Lotus creticus is a species of perennial herb of the family Fabaceae found in tropical Africa. It is symbiosis-competent and engages in nitrogen-fixing symbiotic interactions with species of the Ensifer genus[3][3]. It comprises three varieties found in the Mediterranean. There is some controversy as to whether each subgroup could be considered the same species but are classically described as being subgroups. Varieties consist of the most commonly cited silky-hairy var. creticus, which is widely distributed in its western part of the coast; the non-silky var. glabrescens, which has a western Mediterranean distribution; and the eastern Mediterranean var. collinus, which is also not silky and can be described by long petioles and peduncles.

== Morphology ==
Lotus creticus has been described as a perennial herb of 1–2F with diffuse copiously-branched densely grey-silky Appearance. Leaflets are fleshy and oblanceolate-cuneate. Flowers are in umbels with 4–8 on axillary peduncles. Pedicels are described as short and bracts as a compound, equalling or shorter than the calyx. Flowers are corolla yellow and twice the calyx with linear pods linear of 12–18 lines long, turgid with 9–15-seeds per pod.

== Symbiosis ==
Lotus creticus has been found to engage in nitrogen-fixing symbiosis with Ensifer numidicus.

== Distribution ==
Lotus creticus is native to the Spanish Mediterranean coast.
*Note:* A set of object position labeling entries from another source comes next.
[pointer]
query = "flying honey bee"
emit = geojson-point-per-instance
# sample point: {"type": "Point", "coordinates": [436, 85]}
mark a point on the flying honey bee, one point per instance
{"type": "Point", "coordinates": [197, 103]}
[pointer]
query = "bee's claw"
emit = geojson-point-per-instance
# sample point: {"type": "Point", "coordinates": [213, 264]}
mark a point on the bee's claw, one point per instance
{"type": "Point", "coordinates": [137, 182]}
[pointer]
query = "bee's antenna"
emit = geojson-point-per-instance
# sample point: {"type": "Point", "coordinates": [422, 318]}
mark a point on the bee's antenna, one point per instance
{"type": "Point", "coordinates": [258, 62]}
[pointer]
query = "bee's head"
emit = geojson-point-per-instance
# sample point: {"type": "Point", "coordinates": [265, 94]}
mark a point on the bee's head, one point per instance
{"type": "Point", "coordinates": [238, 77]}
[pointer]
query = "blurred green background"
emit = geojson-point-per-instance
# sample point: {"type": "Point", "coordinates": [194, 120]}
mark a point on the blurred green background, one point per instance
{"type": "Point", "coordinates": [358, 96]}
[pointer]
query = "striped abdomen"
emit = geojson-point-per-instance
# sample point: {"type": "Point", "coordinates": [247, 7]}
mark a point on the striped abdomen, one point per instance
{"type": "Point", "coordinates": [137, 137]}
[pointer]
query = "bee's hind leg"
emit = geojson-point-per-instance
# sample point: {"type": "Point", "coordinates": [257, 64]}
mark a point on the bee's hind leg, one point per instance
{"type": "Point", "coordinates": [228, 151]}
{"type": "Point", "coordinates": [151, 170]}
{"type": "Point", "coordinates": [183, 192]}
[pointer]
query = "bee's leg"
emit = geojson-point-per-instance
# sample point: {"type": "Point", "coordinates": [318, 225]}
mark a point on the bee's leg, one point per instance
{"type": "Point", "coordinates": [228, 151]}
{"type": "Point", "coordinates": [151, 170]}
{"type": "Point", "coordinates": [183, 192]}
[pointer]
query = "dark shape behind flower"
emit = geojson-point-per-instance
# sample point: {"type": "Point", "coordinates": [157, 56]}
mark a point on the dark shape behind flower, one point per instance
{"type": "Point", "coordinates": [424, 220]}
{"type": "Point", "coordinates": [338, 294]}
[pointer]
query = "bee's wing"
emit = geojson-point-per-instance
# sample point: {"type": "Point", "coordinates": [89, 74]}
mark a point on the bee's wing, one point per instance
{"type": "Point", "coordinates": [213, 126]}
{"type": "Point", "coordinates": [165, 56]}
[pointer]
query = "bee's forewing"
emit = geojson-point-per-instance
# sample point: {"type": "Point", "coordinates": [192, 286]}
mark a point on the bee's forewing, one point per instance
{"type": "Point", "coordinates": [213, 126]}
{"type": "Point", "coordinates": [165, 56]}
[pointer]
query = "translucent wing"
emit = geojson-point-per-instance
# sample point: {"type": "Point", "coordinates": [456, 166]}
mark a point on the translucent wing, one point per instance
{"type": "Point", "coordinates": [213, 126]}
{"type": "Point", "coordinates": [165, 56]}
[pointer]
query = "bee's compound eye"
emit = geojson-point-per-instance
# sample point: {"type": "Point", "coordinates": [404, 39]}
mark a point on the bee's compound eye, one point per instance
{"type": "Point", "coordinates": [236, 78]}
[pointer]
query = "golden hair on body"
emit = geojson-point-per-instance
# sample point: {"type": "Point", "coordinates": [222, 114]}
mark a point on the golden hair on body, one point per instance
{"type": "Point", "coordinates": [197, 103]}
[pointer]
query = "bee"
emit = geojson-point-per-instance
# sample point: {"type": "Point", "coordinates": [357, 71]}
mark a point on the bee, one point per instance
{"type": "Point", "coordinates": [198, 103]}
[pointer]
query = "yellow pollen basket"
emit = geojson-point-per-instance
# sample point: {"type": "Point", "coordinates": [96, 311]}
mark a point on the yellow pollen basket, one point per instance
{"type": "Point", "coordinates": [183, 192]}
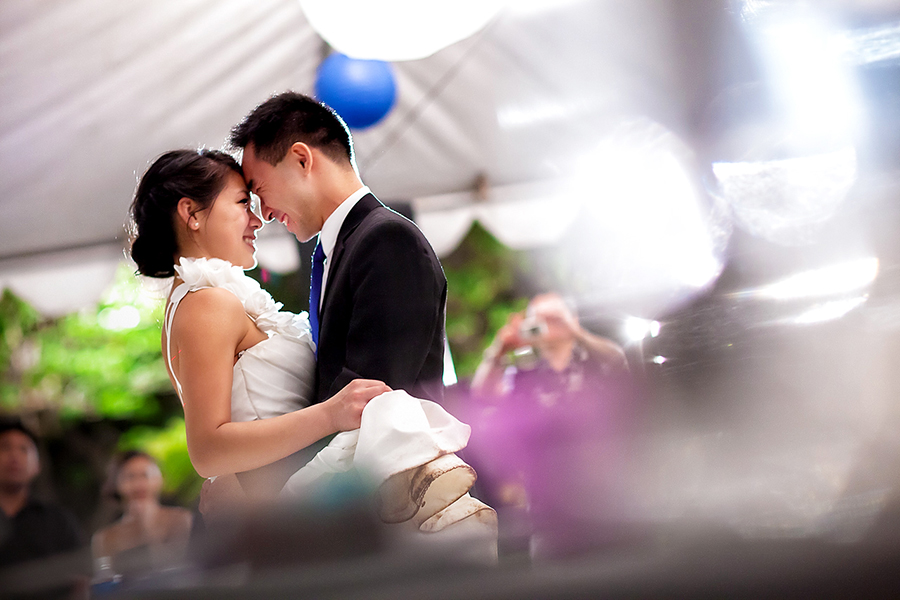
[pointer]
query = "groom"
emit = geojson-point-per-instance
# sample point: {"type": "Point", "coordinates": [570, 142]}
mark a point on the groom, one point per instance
{"type": "Point", "coordinates": [379, 288]}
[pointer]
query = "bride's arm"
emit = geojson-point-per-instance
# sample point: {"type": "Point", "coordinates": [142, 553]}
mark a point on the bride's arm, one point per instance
{"type": "Point", "coordinates": [208, 329]}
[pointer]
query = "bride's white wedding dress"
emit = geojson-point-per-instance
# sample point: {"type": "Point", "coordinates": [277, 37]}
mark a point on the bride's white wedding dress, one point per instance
{"type": "Point", "coordinates": [404, 444]}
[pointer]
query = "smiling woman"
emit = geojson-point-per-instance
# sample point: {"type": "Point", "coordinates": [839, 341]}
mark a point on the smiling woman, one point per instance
{"type": "Point", "coordinates": [242, 369]}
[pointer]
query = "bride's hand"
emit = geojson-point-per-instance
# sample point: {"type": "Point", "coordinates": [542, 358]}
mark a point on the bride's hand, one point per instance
{"type": "Point", "coordinates": [346, 406]}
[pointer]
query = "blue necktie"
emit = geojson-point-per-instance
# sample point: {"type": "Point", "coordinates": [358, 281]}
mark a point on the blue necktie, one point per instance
{"type": "Point", "coordinates": [315, 291]}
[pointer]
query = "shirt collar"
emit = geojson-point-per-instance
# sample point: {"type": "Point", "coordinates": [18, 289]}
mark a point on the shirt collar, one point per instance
{"type": "Point", "coordinates": [332, 225]}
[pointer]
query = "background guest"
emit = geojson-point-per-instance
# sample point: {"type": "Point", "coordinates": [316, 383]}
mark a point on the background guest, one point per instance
{"type": "Point", "coordinates": [33, 531]}
{"type": "Point", "coordinates": [149, 535]}
{"type": "Point", "coordinates": [552, 404]}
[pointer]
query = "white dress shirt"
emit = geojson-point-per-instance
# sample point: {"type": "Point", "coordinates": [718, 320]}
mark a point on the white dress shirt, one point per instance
{"type": "Point", "coordinates": [332, 227]}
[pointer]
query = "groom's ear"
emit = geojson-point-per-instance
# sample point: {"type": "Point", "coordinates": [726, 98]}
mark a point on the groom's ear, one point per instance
{"type": "Point", "coordinates": [301, 154]}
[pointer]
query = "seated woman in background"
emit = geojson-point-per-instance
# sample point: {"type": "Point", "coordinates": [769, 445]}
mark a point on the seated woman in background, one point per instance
{"type": "Point", "coordinates": [148, 535]}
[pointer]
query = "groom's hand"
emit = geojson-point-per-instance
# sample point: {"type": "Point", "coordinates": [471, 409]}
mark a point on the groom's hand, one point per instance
{"type": "Point", "coordinates": [346, 406]}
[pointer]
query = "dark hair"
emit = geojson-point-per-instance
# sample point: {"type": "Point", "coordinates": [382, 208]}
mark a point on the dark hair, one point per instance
{"type": "Point", "coordinates": [15, 424]}
{"type": "Point", "coordinates": [111, 487]}
{"type": "Point", "coordinates": [287, 118]}
{"type": "Point", "coordinates": [196, 174]}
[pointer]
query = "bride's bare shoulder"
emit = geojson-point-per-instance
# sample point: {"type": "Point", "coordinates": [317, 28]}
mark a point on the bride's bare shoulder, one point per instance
{"type": "Point", "coordinates": [208, 307]}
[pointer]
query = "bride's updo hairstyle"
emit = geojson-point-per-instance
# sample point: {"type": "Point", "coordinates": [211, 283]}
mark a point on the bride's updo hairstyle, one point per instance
{"type": "Point", "coordinates": [196, 174]}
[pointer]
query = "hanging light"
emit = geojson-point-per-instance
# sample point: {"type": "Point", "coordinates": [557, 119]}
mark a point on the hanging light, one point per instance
{"type": "Point", "coordinates": [396, 30]}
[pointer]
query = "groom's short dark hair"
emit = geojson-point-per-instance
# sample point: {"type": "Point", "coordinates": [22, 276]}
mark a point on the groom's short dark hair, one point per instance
{"type": "Point", "coordinates": [282, 120]}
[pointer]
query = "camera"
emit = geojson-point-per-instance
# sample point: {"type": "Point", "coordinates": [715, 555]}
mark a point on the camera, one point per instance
{"type": "Point", "coordinates": [532, 328]}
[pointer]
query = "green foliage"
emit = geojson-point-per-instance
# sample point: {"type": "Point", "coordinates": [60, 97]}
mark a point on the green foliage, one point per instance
{"type": "Point", "coordinates": [485, 285]}
{"type": "Point", "coordinates": [168, 445]}
{"type": "Point", "coordinates": [102, 363]}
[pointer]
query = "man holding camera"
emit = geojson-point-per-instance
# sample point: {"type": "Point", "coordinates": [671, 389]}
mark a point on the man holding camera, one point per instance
{"type": "Point", "coordinates": [561, 349]}
{"type": "Point", "coordinates": [550, 434]}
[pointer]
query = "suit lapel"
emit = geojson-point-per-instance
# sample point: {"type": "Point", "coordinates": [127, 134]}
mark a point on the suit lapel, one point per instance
{"type": "Point", "coordinates": [360, 210]}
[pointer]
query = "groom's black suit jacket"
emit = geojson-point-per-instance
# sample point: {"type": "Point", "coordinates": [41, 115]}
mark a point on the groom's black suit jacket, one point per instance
{"type": "Point", "coordinates": [382, 316]}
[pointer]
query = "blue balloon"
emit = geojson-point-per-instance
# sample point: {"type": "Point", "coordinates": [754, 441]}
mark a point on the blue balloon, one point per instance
{"type": "Point", "coordinates": [361, 91]}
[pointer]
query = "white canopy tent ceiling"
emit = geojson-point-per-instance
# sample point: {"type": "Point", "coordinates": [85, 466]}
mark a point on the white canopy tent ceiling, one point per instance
{"type": "Point", "coordinates": [92, 90]}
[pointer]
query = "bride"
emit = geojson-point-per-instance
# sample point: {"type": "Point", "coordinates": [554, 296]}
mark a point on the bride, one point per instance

It can be found in a wide range of habitats ranging from sandy to heavy saline soils and from sea level to high altitudes.

== Importance ==
Lotus creticus is used in agriculture as an alternative to traditional covering plants as they experience rapid growth, have higher yields than traditional alternatives, and are considered drought-resistant. L. creticus is also considered an important candidate for revegetation programs in Europe. It is a pioneer plant and can rapidly advance in poor soils. In studies comparing similar species in bioremediation, L. creticus showed the highest levels of dominance at the initial and oldest stages of the revegetation.